Thanks Heather and AJ,
The thing that has me the most worried is that my W comes from a family history of D. My parents are still married (55 years)and VERY few of my relatives have gone through D. The fact that I have seen how badly D has affected my W, the way she has always spoken about how hard it was on her and her brother and mom, I saw first hand how it negatively affected every part of my W's life even now. Added into that is how the MLC has changed my W, how she stopped spending time with the kids, spends long hours at work and with her "friends", how she had the attitude that because my D was a teenager, she didn't need supervision. Ever since her depression my W hasn't made time for the girls when they tried to talk to her or ask her about something. The way my W has been so obsessed with her own body image (always complaining about her weight or how she looked when she was too thin and while maybe not model on cover of Vogue beautiful she is very pretty)and how that may affect her girls body image (it didn't help when she called my 5'1" 105# D19 "getting a bit chubby"!) and how that may affect how my D see's herself. And of course there's the fact that they both are now much more likely to have marriage problems or get a D later in their lives.

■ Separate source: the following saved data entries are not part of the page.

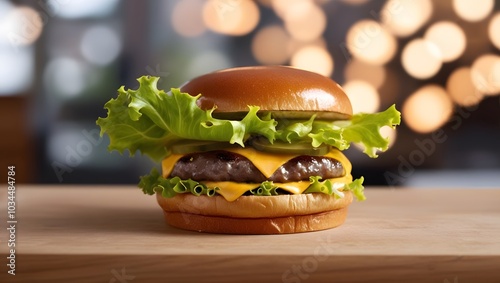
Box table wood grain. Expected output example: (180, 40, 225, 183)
(1, 186, 499, 282)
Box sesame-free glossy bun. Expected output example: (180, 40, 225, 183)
(180, 66, 353, 120)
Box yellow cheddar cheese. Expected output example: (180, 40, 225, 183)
(161, 147, 353, 202)
(203, 175, 352, 202)
(162, 147, 351, 179)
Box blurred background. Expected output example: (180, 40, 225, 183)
(1, 0, 499, 186)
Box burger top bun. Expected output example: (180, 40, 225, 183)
(180, 66, 353, 120)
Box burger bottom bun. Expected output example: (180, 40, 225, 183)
(156, 192, 353, 234)
(163, 208, 348, 234)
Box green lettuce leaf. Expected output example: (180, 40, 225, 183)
(97, 76, 277, 161)
(304, 176, 347, 198)
(97, 76, 400, 160)
(139, 168, 218, 198)
(305, 105, 401, 158)
(345, 177, 365, 201)
(304, 176, 365, 201)
(275, 115, 315, 142)
(139, 168, 366, 201)
(249, 181, 280, 196)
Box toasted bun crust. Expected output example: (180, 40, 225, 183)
(180, 66, 353, 120)
(156, 192, 353, 234)
(163, 208, 348, 234)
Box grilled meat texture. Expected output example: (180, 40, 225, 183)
(169, 150, 344, 182)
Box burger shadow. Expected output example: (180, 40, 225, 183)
(56, 206, 277, 238)
(40, 204, 199, 236)
(42, 203, 292, 238)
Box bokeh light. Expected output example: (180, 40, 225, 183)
(424, 21, 466, 63)
(344, 60, 386, 89)
(171, 0, 205, 37)
(0, 45, 34, 95)
(403, 85, 454, 133)
(287, 37, 326, 58)
(283, 2, 326, 42)
(381, 0, 433, 37)
(50, 0, 119, 19)
(346, 20, 397, 65)
(342, 80, 380, 114)
(446, 67, 484, 106)
(271, 0, 309, 18)
(43, 57, 88, 98)
(251, 25, 289, 65)
(0, 6, 43, 46)
(80, 25, 122, 66)
(471, 54, 500, 96)
(290, 45, 333, 77)
(402, 39, 442, 79)
(203, 0, 260, 36)
(452, 0, 494, 22)
(489, 13, 500, 50)
(0, 0, 13, 20)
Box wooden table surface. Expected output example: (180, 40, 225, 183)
(1, 186, 499, 283)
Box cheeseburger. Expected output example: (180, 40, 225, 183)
(97, 66, 400, 234)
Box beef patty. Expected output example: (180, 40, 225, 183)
(169, 150, 344, 182)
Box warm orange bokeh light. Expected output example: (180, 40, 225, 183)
(283, 2, 326, 42)
(271, 0, 311, 18)
(342, 80, 380, 114)
(203, 0, 260, 36)
(1, 6, 43, 45)
(403, 85, 453, 133)
(453, 0, 494, 22)
(344, 60, 386, 89)
(346, 20, 397, 65)
(424, 21, 466, 63)
(290, 45, 333, 77)
(402, 39, 442, 79)
(471, 54, 500, 96)
(271, 0, 290, 18)
(446, 67, 484, 106)
(489, 13, 500, 50)
(287, 37, 327, 58)
(381, 0, 433, 37)
(251, 25, 290, 65)
(171, 0, 205, 37)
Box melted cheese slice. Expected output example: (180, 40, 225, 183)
(161, 147, 353, 202)
(202, 182, 259, 202)
(204, 174, 353, 202)
(162, 147, 352, 179)
(162, 154, 184, 178)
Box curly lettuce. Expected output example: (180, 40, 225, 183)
(97, 76, 276, 161)
(308, 105, 401, 157)
(97, 76, 401, 161)
(140, 168, 366, 201)
(277, 105, 401, 158)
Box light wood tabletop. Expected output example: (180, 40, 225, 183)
(1, 185, 499, 282)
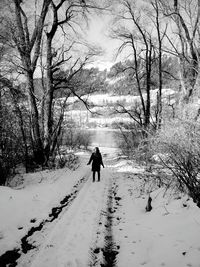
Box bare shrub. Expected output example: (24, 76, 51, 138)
(63, 128, 92, 150)
(115, 123, 155, 167)
(115, 123, 144, 158)
(47, 153, 79, 170)
(0, 109, 27, 184)
(151, 119, 200, 207)
(75, 129, 92, 149)
(55, 153, 79, 170)
(134, 137, 154, 165)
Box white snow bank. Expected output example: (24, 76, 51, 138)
(0, 157, 90, 255)
(112, 165, 200, 267)
(113, 159, 145, 173)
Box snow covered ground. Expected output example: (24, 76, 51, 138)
(112, 166, 200, 267)
(0, 129, 200, 267)
(0, 154, 90, 256)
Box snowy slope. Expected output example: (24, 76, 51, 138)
(0, 155, 90, 256)
(112, 162, 200, 267)
(0, 129, 200, 267)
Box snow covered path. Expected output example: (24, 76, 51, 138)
(1, 129, 200, 267)
(25, 170, 111, 267)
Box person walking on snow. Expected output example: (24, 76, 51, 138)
(87, 147, 104, 182)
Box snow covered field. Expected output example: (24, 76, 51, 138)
(66, 89, 175, 106)
(63, 89, 176, 128)
(0, 129, 200, 267)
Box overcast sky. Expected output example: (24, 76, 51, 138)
(86, 13, 121, 70)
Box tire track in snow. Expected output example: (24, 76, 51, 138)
(88, 175, 111, 267)
(89, 175, 120, 267)
(23, 170, 109, 267)
(102, 180, 120, 267)
(0, 171, 91, 267)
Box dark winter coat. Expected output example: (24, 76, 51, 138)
(88, 152, 104, 172)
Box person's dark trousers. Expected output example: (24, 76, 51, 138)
(93, 171, 100, 182)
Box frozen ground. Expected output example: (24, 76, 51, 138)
(0, 129, 200, 267)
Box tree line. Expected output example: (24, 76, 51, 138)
(109, 0, 200, 129)
(0, 0, 112, 183)
(111, 0, 200, 207)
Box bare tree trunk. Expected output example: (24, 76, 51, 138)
(39, 39, 46, 143)
(26, 71, 44, 163)
(160, 0, 200, 102)
(125, 1, 153, 129)
(43, 1, 59, 162)
(11, 0, 51, 164)
(152, 0, 163, 129)
(145, 45, 152, 128)
(131, 35, 146, 122)
(43, 35, 54, 161)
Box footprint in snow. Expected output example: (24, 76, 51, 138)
(141, 261, 147, 265)
(0, 232, 4, 239)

While I know that there is much that I can do to help make sure that both my D's get through this and their lives in general the best way possible, I just know that it would have been so much easier (not easy, just easier!) had none of this happened. As I have learned more and more about MLC and the how and why's some people go through them, I have been more able to not "blame" my W. I know it wasn't her choice to go through this but at the same time she did make many poor choices due to her going thru MLC and it does take an effort to not just see this as a series of very immoral, valueless choices that my W made and could have made differently. But like AJ says, she has a right to do what she wants whether I agree with what she choices to do or not or if it's totally different than the person who she used to be would have made.

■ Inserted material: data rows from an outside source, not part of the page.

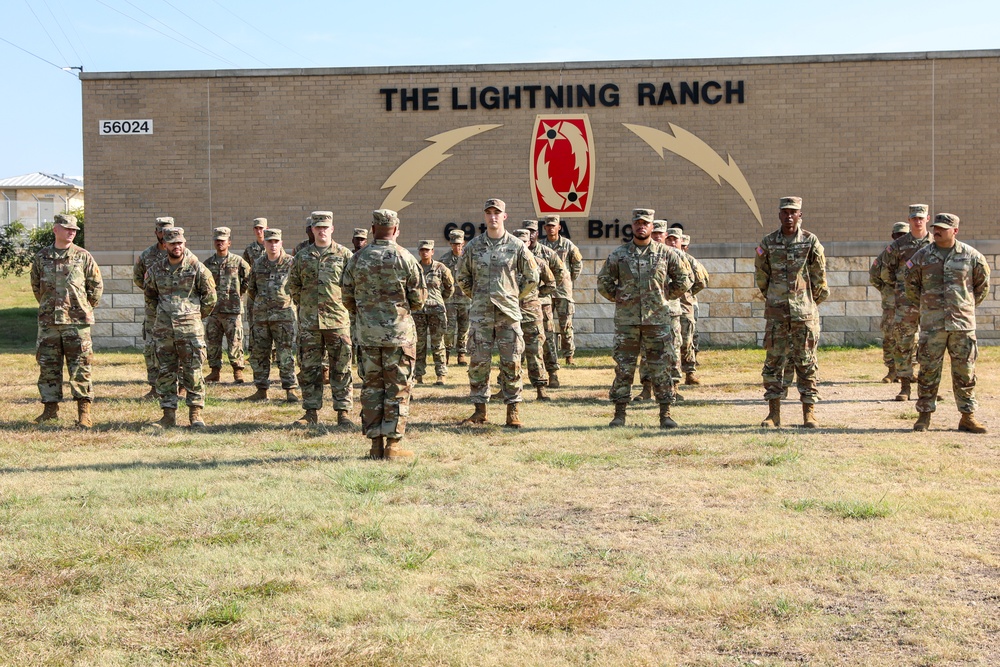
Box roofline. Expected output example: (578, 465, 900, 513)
(80, 48, 1000, 81)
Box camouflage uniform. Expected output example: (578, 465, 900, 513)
(679, 250, 709, 374)
(203, 249, 251, 374)
(528, 236, 567, 375)
(869, 243, 898, 375)
(341, 220, 426, 442)
(31, 242, 104, 403)
(456, 229, 539, 405)
(133, 227, 172, 388)
(540, 221, 583, 362)
(246, 249, 299, 391)
(242, 237, 266, 332)
(413, 249, 455, 381)
(880, 231, 931, 383)
(514, 229, 556, 388)
(904, 234, 990, 416)
(440, 244, 471, 360)
(144, 246, 217, 409)
(755, 224, 829, 404)
(288, 235, 355, 413)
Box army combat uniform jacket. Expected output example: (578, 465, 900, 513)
(540, 235, 582, 301)
(247, 251, 296, 324)
(597, 242, 694, 326)
(456, 232, 539, 323)
(905, 241, 991, 332)
(754, 227, 829, 321)
(204, 252, 251, 316)
(342, 240, 427, 348)
(288, 242, 354, 333)
(32, 244, 104, 326)
(416, 260, 455, 314)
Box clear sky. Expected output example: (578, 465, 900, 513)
(3, 0, 997, 180)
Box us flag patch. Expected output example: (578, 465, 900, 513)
(905, 260, 914, 269)
(755, 246, 764, 256)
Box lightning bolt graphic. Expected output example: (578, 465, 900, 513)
(535, 146, 564, 209)
(558, 121, 589, 179)
(623, 123, 762, 226)
(380, 124, 502, 212)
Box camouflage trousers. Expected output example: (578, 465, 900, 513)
(204, 313, 245, 370)
(414, 309, 448, 379)
(639, 316, 682, 385)
(521, 301, 548, 387)
(880, 307, 897, 370)
(541, 302, 559, 373)
(891, 306, 920, 381)
(299, 328, 353, 411)
(552, 298, 576, 358)
(250, 320, 298, 390)
(468, 313, 524, 404)
(154, 319, 207, 409)
(612, 323, 677, 405)
(142, 316, 159, 386)
(445, 302, 471, 356)
(762, 317, 820, 403)
(36, 323, 93, 403)
(680, 314, 698, 373)
(359, 345, 414, 440)
(916, 330, 978, 414)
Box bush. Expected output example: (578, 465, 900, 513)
(0, 208, 85, 277)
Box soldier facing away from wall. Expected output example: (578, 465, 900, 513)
(539, 214, 583, 367)
(513, 228, 556, 400)
(413, 239, 454, 385)
(440, 229, 471, 367)
(524, 219, 567, 389)
(203, 226, 251, 384)
(133, 216, 174, 399)
(869, 221, 910, 383)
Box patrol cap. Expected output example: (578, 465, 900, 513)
(632, 208, 655, 223)
(892, 221, 910, 234)
(668, 221, 684, 231)
(353, 227, 369, 239)
(253, 217, 268, 228)
(543, 214, 561, 226)
(372, 209, 399, 227)
(484, 198, 506, 212)
(779, 196, 802, 210)
(666, 228, 683, 239)
(652, 219, 668, 233)
(523, 219, 539, 232)
(155, 216, 175, 229)
(513, 229, 530, 241)
(264, 228, 282, 241)
(304, 216, 313, 227)
(418, 239, 435, 250)
(682, 234, 691, 245)
(908, 204, 929, 219)
(54, 213, 80, 230)
(448, 229, 465, 243)
(163, 227, 186, 243)
(931, 213, 959, 229)
(213, 226, 231, 240)
(310, 211, 333, 228)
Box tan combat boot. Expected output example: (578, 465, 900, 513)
(536, 386, 550, 401)
(802, 403, 819, 428)
(913, 411, 932, 432)
(414, 376, 424, 385)
(609, 403, 627, 427)
(336, 410, 355, 428)
(684, 372, 700, 386)
(246, 387, 269, 401)
(659, 404, 678, 429)
(760, 399, 781, 428)
(456, 353, 467, 367)
(189, 406, 205, 428)
(285, 389, 301, 403)
(76, 399, 93, 429)
(142, 386, 159, 400)
(321, 367, 330, 384)
(548, 371, 560, 389)
(384, 438, 414, 460)
(505, 403, 522, 429)
(894, 378, 911, 401)
(205, 367, 221, 383)
(232, 366, 245, 384)
(369, 437, 385, 460)
(565, 355, 574, 366)
(153, 408, 176, 429)
(461, 403, 488, 425)
(881, 368, 897, 383)
(295, 409, 318, 426)
(635, 381, 652, 402)
(435, 376, 445, 386)
(35, 402, 59, 424)
(958, 413, 987, 434)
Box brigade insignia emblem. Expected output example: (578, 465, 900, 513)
(530, 114, 595, 218)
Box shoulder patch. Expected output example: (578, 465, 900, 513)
(755, 246, 764, 256)
(885, 245, 893, 253)
(905, 260, 914, 269)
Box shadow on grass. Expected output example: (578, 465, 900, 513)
(0, 452, 361, 475)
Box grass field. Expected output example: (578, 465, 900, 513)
(1, 273, 998, 665)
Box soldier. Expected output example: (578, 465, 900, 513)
(413, 240, 454, 385)
(287, 211, 354, 426)
(440, 229, 471, 366)
(513, 228, 556, 400)
(292, 215, 314, 256)
(598, 209, 693, 428)
(880, 205, 931, 401)
(456, 198, 539, 428)
(144, 227, 217, 428)
(524, 220, 567, 387)
(540, 214, 583, 366)
(242, 217, 268, 340)
(680, 233, 710, 385)
(635, 219, 672, 401)
(203, 227, 251, 384)
(245, 228, 300, 402)
(350, 227, 369, 377)
(352, 228, 368, 253)
(869, 221, 910, 383)
(341, 209, 427, 460)
(755, 196, 829, 428)
(30, 213, 103, 428)
(905, 213, 991, 433)
(133, 216, 174, 398)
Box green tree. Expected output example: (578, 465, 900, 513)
(0, 207, 85, 277)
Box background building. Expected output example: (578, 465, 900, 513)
(0, 172, 84, 228)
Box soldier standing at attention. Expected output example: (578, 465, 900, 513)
(203, 227, 251, 384)
(352, 228, 368, 253)
(905, 213, 990, 433)
(242, 217, 268, 343)
(755, 196, 829, 428)
(635, 219, 672, 401)
(245, 229, 300, 403)
(880, 204, 931, 401)
(524, 220, 567, 388)
(598, 209, 693, 428)
(350, 227, 369, 377)
(869, 221, 910, 383)
(287, 211, 354, 426)
(540, 214, 583, 366)
(144, 227, 217, 428)
(513, 228, 556, 400)
(292, 216, 314, 256)
(133, 216, 173, 399)
(440, 229, 471, 367)
(680, 233, 710, 385)
(341, 209, 426, 460)
(413, 240, 454, 386)
(456, 198, 539, 428)
(31, 213, 103, 428)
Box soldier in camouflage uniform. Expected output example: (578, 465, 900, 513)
(905, 213, 991, 434)
(144, 227, 217, 428)
(680, 233, 709, 385)
(245, 228, 300, 402)
(291, 216, 315, 256)
(880, 204, 931, 401)
(755, 196, 829, 428)
(440, 229, 471, 366)
(540, 214, 583, 366)
(598, 209, 693, 428)
(133, 216, 174, 398)
(287, 211, 354, 426)
(413, 240, 454, 385)
(242, 217, 268, 342)
(31, 214, 104, 428)
(869, 221, 910, 383)
(524, 220, 567, 388)
(456, 198, 539, 428)
(342, 209, 427, 460)
(513, 228, 556, 400)
(203, 227, 251, 384)
(350, 227, 369, 378)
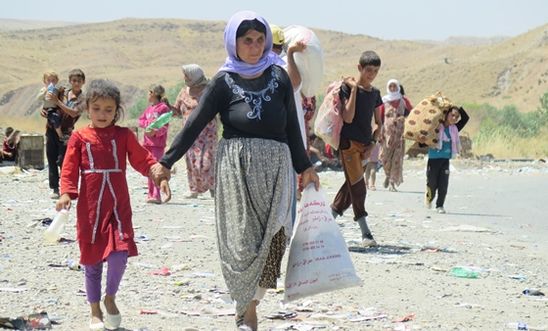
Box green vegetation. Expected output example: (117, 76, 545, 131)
(127, 82, 184, 119)
(468, 92, 548, 158)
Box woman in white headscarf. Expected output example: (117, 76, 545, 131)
(173, 64, 217, 198)
(379, 79, 413, 191)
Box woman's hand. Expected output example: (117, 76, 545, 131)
(288, 40, 307, 54)
(56, 194, 72, 211)
(150, 163, 171, 187)
(301, 167, 320, 191)
(160, 179, 171, 203)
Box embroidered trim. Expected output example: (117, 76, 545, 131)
(224, 68, 280, 120)
(83, 139, 124, 243)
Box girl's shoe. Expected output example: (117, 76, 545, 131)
(436, 207, 446, 214)
(89, 320, 104, 331)
(146, 198, 161, 204)
(103, 313, 121, 330)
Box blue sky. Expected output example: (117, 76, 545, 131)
(2, 0, 547, 40)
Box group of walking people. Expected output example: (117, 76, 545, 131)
(40, 9, 468, 331)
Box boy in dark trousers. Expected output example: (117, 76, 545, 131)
(331, 51, 383, 247)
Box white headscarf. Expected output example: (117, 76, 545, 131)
(181, 64, 208, 87)
(382, 78, 402, 103)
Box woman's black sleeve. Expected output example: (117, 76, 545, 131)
(160, 80, 221, 169)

AJ, you are right about my W needing a friend. Her father is still going through intensive chemo and even if he makes it through this round, he is not going to live forever and she will be very lost, I fear, when that happens. She has always had a hard time with making real friendships. I have seen her just totally stop caring about people she was very close to because of some small perceived slight my W felt they had made towards her. Her friends now are all people she works with and I really think that while they are friendly, if she stopped working with them they wouldn't stay friends with her for long. Whether I could ever be a friend to her in the future is hard to say. The way she is acting now, the attitude she has towards our shared past, the way she wants to blame me for things that aren't at all my fault would make that very hard. If she ever starts to make her way out of her fog and begins to see that she needs to fix herself if she ever wants to truly be "happy", maybe then I would be more able to be a "friend" to her. I also think time is a factor. As more time passes and I am more and more able to build MY life without her, the sting and feelings of betrayal will lessen. Only time will tell.

Thanks again. I truly appreciate all of your thoughts.